I have been a Member of this House for three successive administrations. It has been my continuous experience that when I contact the Department of Posts and Telegraphs by way of telephone call or letter to find out when constituents or businesses will be supplied with telephones, I get gobbledegook civil service replies which are utterly meaningless. At one time the only course open to a Deputy to find out any information was to put down a Dáil question and at least that often elicited the brief but useful reply that a telephone would be supplied at a specified time. If nothing else, it gave some indication to the poor applicant when the service would be made available to him.
The position now is that the Deputies cannot even rely on the replies to these Dáil questions. When one put down a Dáil question a year-and-a-half ago one was told that a telephone would be supplied in about a year but we are now getting civil service gobbledegook in reply to Dáil questions. When we ask why the telephone was not supplied we get more gobbledegook about massive cabling that has to be laid and the amount the Department have to do and that hopefully in about another year the telephone will be supplied. The situation is not good enough and it should no longer be tolerated by Members of this House of any party. The general public have reached the stage where they despair of anything sensible emerging from the Department of Posts and Telegraphs. It often appears that if one gets one's telephone it is more by accident than by design. The same applies to the carrying out of telephone repairs.

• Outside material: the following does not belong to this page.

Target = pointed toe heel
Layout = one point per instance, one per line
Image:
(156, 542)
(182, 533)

The implications for Government of the present situation are worth noting. If 47,500 applicants, some of whose applications date back six years, were today the proud possessors of functioning telephones — the fact that a telephone is installed does not, of necessity, mean that the damn thing will work — and if each of these applicants was paying a telephone bill, on a bi-monthly basis, of £70 that would generate the princely sum of £200 million per annum.

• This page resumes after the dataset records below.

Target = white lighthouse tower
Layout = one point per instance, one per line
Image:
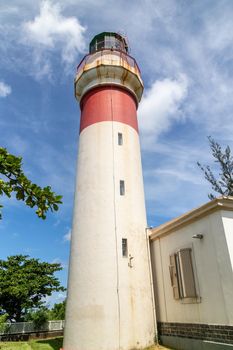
(110, 299)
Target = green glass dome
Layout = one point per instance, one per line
(108, 40)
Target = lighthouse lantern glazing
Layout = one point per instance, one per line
(110, 297)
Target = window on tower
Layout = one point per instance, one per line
(122, 187)
(120, 139)
(124, 248)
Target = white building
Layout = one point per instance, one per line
(110, 304)
(192, 261)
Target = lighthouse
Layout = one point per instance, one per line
(110, 297)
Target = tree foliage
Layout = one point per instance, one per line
(224, 183)
(58, 311)
(24, 282)
(39, 317)
(15, 181)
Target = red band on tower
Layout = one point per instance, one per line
(108, 103)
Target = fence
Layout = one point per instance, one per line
(29, 327)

There is a very grave problem in this area. Perhaps a Minister of any Government cannot articulate this in public but I have no doubt that a portion of the problem relates to the work practices within the Department of Posts and Telegraphs which I think are a matter of grave concern. I appears that in the context of the telephone service very often the left hand does not know what the right hand is doing and I sometimes suspect that each finger of each hand does not know what is going on. If a Deputy seeks information by way of a letter and then, in despair, puts down a Dáil question, it is not unusual to get a reply ultimately to one's letter, two months after the Dáil question has been answered, the letter stating the exact opposite of the reply to the Dáil question.

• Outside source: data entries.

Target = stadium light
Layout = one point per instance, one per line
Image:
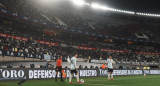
(80, 2)
(97, 6)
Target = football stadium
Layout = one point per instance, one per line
(79, 43)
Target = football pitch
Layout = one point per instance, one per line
(149, 80)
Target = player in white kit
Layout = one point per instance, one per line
(110, 68)
(74, 69)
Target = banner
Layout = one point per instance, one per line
(26, 39)
(119, 51)
(47, 57)
(48, 73)
(86, 48)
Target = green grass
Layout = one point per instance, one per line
(149, 80)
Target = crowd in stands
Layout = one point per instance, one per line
(78, 22)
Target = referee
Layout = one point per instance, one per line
(59, 68)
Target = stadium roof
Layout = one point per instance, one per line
(148, 6)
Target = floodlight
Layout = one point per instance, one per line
(79, 2)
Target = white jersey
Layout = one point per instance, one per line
(73, 63)
(110, 63)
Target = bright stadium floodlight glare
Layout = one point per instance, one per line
(97, 6)
(80, 2)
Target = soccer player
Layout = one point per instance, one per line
(110, 68)
(74, 69)
(59, 68)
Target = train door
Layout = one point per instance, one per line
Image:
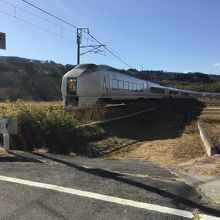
(106, 84)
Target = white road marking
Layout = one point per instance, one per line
(117, 200)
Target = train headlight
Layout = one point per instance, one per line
(71, 85)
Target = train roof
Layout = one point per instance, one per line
(90, 67)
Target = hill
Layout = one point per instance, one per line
(27, 79)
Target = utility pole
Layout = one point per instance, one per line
(79, 41)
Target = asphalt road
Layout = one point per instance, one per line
(131, 180)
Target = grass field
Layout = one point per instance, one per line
(166, 136)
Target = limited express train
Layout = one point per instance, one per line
(86, 84)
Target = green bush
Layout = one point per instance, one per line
(45, 127)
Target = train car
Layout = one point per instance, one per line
(86, 84)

The state of the telephone service in Dublin is a national scandal and I do not accept that a transfer of the telephone service to An Bord Telecom will result in an automatic improvement in the situation. Whatever Minister happens to be there when An Bord Telecom finally gets its responsibility will merely be fortunate enough to be protected from some of the political flak by disclaiming responsibility in the future. Such a transfer will mean that no longer will this House be able to bring the telephone service to account in this House.